Alphabet is a randomly fixed order of letters with a certain name assigned to each. It serves no great purpose in a literacy class to first force the learners to spend months of their time to memorize the names of the letters of alphabet only. After months of boredom and monotony, the learners still need to know what could be the possible role of these letters in learning the skills of reading and writing. On the contrary, word based learning and teaching informed of phonemic awareness mimics nature and the natural readiness of a child to learn a language, which is further developed into phonic understanding. Learners can have the list of the letters of the alphabet at the end of the literacy program.

8 Responses to Do We Need to Follow Alphabetic Order to Teach Literacy?

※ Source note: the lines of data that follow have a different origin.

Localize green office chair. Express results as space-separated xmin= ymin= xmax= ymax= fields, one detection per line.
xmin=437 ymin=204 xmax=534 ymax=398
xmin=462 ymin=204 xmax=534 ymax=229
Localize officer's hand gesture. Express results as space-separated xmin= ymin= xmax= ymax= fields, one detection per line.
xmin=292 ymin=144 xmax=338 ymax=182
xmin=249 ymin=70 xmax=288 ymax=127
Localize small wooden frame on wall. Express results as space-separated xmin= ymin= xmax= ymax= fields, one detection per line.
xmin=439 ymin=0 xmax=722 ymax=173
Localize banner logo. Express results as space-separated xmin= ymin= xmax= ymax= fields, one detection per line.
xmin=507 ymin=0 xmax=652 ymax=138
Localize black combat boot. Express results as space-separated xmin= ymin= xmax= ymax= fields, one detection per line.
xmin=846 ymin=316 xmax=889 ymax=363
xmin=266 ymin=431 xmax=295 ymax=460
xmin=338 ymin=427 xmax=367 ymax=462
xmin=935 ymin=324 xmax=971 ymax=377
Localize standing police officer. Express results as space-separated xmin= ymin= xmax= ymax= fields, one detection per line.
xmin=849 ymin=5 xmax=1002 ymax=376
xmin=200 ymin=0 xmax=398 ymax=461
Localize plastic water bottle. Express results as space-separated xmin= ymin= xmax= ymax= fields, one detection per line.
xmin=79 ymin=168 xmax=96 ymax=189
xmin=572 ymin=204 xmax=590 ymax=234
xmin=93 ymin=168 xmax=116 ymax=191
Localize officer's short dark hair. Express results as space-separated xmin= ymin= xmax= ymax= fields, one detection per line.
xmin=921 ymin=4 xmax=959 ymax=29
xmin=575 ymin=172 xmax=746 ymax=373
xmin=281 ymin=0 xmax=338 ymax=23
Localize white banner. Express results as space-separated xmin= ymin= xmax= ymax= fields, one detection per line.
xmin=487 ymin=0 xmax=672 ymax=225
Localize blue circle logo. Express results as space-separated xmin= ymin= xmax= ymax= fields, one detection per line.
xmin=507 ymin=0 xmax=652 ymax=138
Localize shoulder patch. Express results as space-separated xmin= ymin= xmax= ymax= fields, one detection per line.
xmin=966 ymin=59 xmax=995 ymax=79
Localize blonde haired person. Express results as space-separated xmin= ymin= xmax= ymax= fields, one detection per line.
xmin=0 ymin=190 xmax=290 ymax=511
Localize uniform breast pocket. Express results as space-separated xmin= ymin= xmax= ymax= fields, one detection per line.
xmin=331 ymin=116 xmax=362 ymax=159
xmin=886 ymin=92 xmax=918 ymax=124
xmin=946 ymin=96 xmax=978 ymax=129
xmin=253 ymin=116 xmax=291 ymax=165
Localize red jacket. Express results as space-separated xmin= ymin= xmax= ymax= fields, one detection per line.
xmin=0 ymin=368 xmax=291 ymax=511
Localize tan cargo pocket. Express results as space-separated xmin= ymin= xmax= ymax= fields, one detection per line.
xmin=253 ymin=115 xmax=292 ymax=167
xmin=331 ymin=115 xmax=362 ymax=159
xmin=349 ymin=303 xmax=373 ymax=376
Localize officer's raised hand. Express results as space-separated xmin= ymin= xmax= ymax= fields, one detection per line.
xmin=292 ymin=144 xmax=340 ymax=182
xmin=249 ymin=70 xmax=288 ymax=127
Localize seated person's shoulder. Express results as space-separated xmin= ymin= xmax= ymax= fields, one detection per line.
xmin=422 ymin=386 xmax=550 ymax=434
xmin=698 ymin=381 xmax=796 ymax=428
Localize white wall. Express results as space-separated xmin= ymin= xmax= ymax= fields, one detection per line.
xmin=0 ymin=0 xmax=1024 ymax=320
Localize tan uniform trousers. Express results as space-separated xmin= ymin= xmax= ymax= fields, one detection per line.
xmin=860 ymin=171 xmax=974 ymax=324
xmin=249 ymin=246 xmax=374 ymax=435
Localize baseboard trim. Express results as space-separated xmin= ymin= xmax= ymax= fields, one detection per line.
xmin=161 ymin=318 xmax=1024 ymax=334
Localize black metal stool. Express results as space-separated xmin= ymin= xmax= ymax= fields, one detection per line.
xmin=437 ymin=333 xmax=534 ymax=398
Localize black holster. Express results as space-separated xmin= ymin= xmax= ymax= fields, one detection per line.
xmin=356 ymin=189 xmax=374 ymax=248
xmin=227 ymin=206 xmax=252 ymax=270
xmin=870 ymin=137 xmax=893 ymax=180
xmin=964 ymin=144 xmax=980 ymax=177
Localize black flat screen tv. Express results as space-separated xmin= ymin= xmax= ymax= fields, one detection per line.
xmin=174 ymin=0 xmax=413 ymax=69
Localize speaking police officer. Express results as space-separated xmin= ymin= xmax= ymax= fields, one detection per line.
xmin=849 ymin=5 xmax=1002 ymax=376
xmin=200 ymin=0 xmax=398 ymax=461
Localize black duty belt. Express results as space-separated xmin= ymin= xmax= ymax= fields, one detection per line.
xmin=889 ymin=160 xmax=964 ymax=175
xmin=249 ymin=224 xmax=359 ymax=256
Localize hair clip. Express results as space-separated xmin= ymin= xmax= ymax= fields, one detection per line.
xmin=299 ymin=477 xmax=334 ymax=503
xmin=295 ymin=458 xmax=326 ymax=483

  1. Very good one. I agree with the arbitrary character of alphabets which need not to be followed in building language abilities. Perhaps aim of learning is to know life and ability to express it with the use (combinations) of some characters (alphabets). The accumulated knowledge later culminates into complex argumentation in sentences and invites critical thought from other sources. Best regards, Zubair

  2. David says:

    A very interesting article about an issue that really should come to the fore, especially with the world moving toward a more intuitive learning model – teaching the alphabet first is fast becoming outdated.

  3. asma ahmad says:

    Totally agreed. Since the recognition of the sounds and associating it with the objects is much more rewarding for the learning process the order of the letters might not be that pivotal. Yet, to familiarize them with certain word families could be introduced in one span of time.But definitely learning from their environment first and then returning to the knowledge of letters would yield far better results.

  4. Seema Ibrahim says:

    Very nice Article.100% agreed. Thanks for Sharing. Excellent approach to teach in unstructured way. There is no order to learn or teach. Every learner learns the alphabets and words from their environment they grow in. I implement Waldorf and Reggio Emilia approach in my pre-school. Children learn best when provided with ample opportunities and rich learning environment. In verbal and physical context. I applaud Khoj methodology of teaching.

  5. Salim Manzar says:

    I have personally observed the effectiveness of Sr Nasira habib’s methodology, and it seems almost miraculous as a learning approach for both children and adults. The “modern” alphabetical approach is part of the “modern” education system of training pseudo-robotics cogs for the wheel of the “modern” corporate system, instead of analytical, independent, critical thinking individuals.

  6. Nida khan says:

    Thank you so much for sharing such a nice article. Excellent approach regarding unstructured way of teaching. I totally agree that there is no order to learn or teach. Every learner learns most of the words from their environment.

  7. Nuzhat Amin says:

    Thanks a lot for sharing a very nice article. I congratulate you for this methodology of teaching. Excellent approach to teach in free way. There is no order to learn or teach. Every learner learns the alphabets and words from their environment they grow in. Children learn best when provided with ample opportunities.

  8. Bilal Aziz says:

    Thank you for sharing this article. As I witnessed many times in the field during piloting of this method, no doubt this not only accelerates the learning pace but it is more logical instead of memorization. This method leads learners toward independent, analytical and critical thinking and reduces dependency at every step of life. There are many good cases in field which we can share.